Selon les chiffres du ministère de l'Enseignement supérieur, 58 universités sur 70 devraient clore l’année avec un budget déficitaire.
Selon les chiffres du ministère de l'Enseignement supérieur, 58 universités sur 70 devraient clore l’année avec un budget déficitaire. © Patrick ALLARD/REA
Par Amélie Petitdemange, publié le 03 décembre 2024
6 min

Des universités suspendent leurs cours ce mardi 3 décembre pour organiser des assemblées générales et des manifestations. Les chefs d'établissements alertent sur l'impact de leur sous-financement sur la qualité de la formation des étudiants.

Ce mardi 3 décembre 2024 est "une journée sans universités". Des dizaines d'établissements ferment leurs portes ou organisent des événements pour interpeller le gouvernement et sensibiliser les étudiants sur leur situation financière.

"Il est très rare que l’ensemble des universités, à l’échelle nationale, mènent une action commune. C’est une volonté forte de marquer le coup, quel que soit le contexte politique, car nous souffrons d’un financement problématique de nos établissements depuis 2022", explique Isabelle von Bueltzingsloewen, présidente de l'université Lumière Lyon 2.
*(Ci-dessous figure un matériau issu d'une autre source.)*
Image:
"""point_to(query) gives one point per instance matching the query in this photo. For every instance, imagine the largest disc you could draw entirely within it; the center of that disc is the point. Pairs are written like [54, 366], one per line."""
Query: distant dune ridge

Ces deux dernières années, les universités ont en effet dû puiser dans leurs réserves afin de financer des mesures salariales imposées par le gouvernement. Si elles sont favorables à ces revalorisations, elles attendent de l'État qu'il compense le coût engendré. Les établissements ont aussi été touchés par l'augmentation des coûts de l'énergie.

Résultat : 58 universités sur 70 devraient clore l’année avec un budget déficitaire, selon les chiffres disponibles sur le site du ministère de l'Enseignement supérieur.

"Le système craque"

Le sous-financement chronique de l'université se traduit déjà par un recours massif aux vacataires, qui assurent plus de 60% de l’offre d’enseignement. Mais avec une troisième année de dépenses supplémentaires non compensées par l'État, "le système craque", alerte la présidente de l'université Lumière Lyon 2, qui restera ouverte ce mardi, mais organisera une conférence de presse sur sa situation budgétaire.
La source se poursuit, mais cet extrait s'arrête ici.